Navy's varsity boat will now begin preparations for the June 2 IRA National Championship.

Wednesday, May 09, 2007

Crews Get Ready for Eastern Sprints

Navy Rowing Teams to Compete at Eastern Sprints Championship Sunday

ANNAPOLIS, Md. -- The Navy crew teams will each be taking part in their respective Eastern Sprints Championship this coming Sunday. The two men's team will travel to Lake Quinsigamond in Worcester, Mass., for their event, while the women's team will be competing on the Cooper River in Camden, N.J.

The first varsity boat for the women's team is seeded eighth in a field of 16 at its championship, with the second varsity crew seeded 10th in its flight. Navy placed 13th overall in the varsity division last year, with its second varsity crew placing sixth. The latter crew became the initial varsity eight boat in school history to advance to the grand final at the Eastern Sprints.

In addition to the varsity seeding, Navy's freshman eight and varsity four boats are both seeded seventh.

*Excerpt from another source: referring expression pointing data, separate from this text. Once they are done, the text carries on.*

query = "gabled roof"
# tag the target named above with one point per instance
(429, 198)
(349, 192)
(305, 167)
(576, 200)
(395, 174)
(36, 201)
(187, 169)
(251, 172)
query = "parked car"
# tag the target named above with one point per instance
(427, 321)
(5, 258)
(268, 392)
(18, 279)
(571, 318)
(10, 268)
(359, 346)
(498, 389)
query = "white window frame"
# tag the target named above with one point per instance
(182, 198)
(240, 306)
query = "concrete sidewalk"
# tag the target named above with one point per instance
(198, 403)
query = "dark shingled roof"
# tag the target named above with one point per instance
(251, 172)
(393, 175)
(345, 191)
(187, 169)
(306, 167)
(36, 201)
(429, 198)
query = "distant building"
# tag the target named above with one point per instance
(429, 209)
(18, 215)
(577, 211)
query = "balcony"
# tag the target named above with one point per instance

"The Eastern Sprints is one of the most prestigious rowing leagues in the country," said Navy women's head coach Mike Hughes. "Representatives from our league have won about half of the NCAA Championship titles and always place at least one boat among the medalists at the national event.

"Our varsity seeding is one of the best we have ever had, so we are very happy about that. Our main goal is to advance to the grand final, which we can do by placing first or second in our heat."

Navy's heavyweight team placed 11th as a program in the team points standing at the 2006 Eastern Sprints Championship, with the varsity crew placing ninth and the second varsity boat placing 10th. Those two crews are both seeded eighth in their respective flights this year, with the third varsity boat seeded ninth and the two freshman crews seeded 10th and fifth, respectively.

"Our heats are tough," said Navy heavyweight coach Rick Clothier. "I believe we will be completely prepared and probably in our best health of the year, so far."

Navy's lightweight squad enters the 2007 Eastern Sprints as the defending team points champion for the first time in program history. The Mids placed first or second in each of the five divisions last year to win the Jope Cup for the first time.

Navy's varsity eight boats are seeded sixth, fourth and second, respectively, at this year's championship, while its two freshman crews are seeded second and first.